The Automaton agreed.
Medea grinned as if a heretic in the presence of their God, and spread her arms. “I want to tell you the tales of your heroics.”
He agreed and Medea started and went on to tell the tales of the great automaton. First, she spoke about how he was a hero, someone who could sink even the largest of tirerimes. As she described them, she could see the smile on his face grow. Medea, in a sense, put a show of praise, hopping off one point to another the moment she caught a positive response. She was also able to find out his name. Talos.
There was one point, though, when she mentioned that many children who had heard of him wanted to be playmates with, that Talos’ expression turned unreadable. Fear struck her and Medea almost choked. Talos killed men and sunk ships, of course he wouldn’t want to be friends with children.
But then Talos smiled down at her and her once dried up lungs inflated and she smiled. Talos wanted that. The machine wanted to be a human. In the metal body, he was stuck in between his identities, not a full human, not a full machine.
Medea turned down the tone of her tales and made them sad and uneasy. She told about how unfulfilling Talos felt not being a human. She pulled him in in her web of words, praises and sweet words with a bitter tone. When she noticed that Talos believed her words with certainty, she went in for the last story.
“And Talos, who wanted to be human the most, didn’t know that he could be one, that the answer lied in his weakness, that he knew about but didn’t explore.” She stopped and caught her breath. Her dry throat cracked at the effort of speaking.
“My weakness? Will it turn me into a human?” Talos was hopeful in the words that came out of him.
“That’s what the stories say.”
“But that doesn’t make any sense.”
“It does to me. You obviously have not thought to find out about your weakness even when you know about it. That’s what you lack and humans possess. Curiosity. It is less about your weakness, but the fact that you explore it or not.”
“Well,” Talos thought about it.
Medea could see the trinkets and gears inside the automaton turn.
“There is a nail at the back of my foot, which I have not really thought about that much. I just know I should not take it out.”
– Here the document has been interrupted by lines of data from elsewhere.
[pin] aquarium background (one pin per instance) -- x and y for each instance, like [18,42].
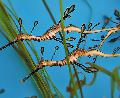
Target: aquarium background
[13,69]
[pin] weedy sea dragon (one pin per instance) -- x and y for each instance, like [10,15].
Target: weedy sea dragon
[51,33]
[72,59]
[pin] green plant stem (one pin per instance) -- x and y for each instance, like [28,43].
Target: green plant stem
[66,49]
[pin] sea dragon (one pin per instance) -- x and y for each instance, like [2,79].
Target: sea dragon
[51,33]
[78,52]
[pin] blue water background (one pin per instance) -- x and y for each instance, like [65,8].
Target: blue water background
[13,69]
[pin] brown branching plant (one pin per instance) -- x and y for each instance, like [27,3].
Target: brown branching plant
[38,71]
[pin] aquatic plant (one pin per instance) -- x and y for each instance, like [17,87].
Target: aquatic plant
[16,37]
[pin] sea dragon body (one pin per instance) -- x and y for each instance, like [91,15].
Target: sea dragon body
[74,56]
[51,33]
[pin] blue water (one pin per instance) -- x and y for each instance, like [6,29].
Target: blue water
[13,69]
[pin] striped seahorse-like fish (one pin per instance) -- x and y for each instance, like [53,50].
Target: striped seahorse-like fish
[72,59]
[52,33]
[49,34]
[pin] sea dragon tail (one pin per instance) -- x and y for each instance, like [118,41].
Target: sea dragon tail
[8,44]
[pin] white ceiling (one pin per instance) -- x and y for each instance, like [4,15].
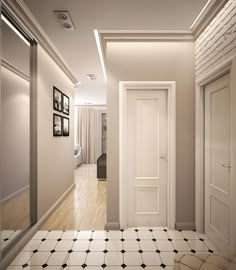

“Yes! There you go!” Medea’s face brightened. “That is your weakness, even you know it. It is the inhuman instinct that’s telling you to not remove it. Don’t listen to it.”
“Should I not?’ Talos asked in confusion.
Medea grinned with drunken madness. “You shouldn’t listen to that voice. It is your comfort. Be brave and show me that you can become a full human. Then, we shall return and spread your story to everyone around the world. To Greece and beyond!”
“To Greece and beyond…” Talos said, enchanted by the wonder of the prospect.
He reached behind and took out the nail. He lifted it up, with a more regal attitude than he picked up boulders. The next moment, it fell to the knees, and with a loud screech slammed on the ground.
“You lied.” The sound came from the metal head, which didn’t move anymore.
“Of course I did, darling.” Medea said. She turned to Jason, who looked at her with wide eyes.
“You killed him.” He stammered. “You made him kill himself.”
Medea snaked herself towards him and put a hand on his face. “I did it for you, Jason dear, only you. I am your woman and your weapon. Aim me at someone and I shall consume them.”
Medea inched close to him and they kissed, locked in embrace on the land, amidst the remains of their enemy.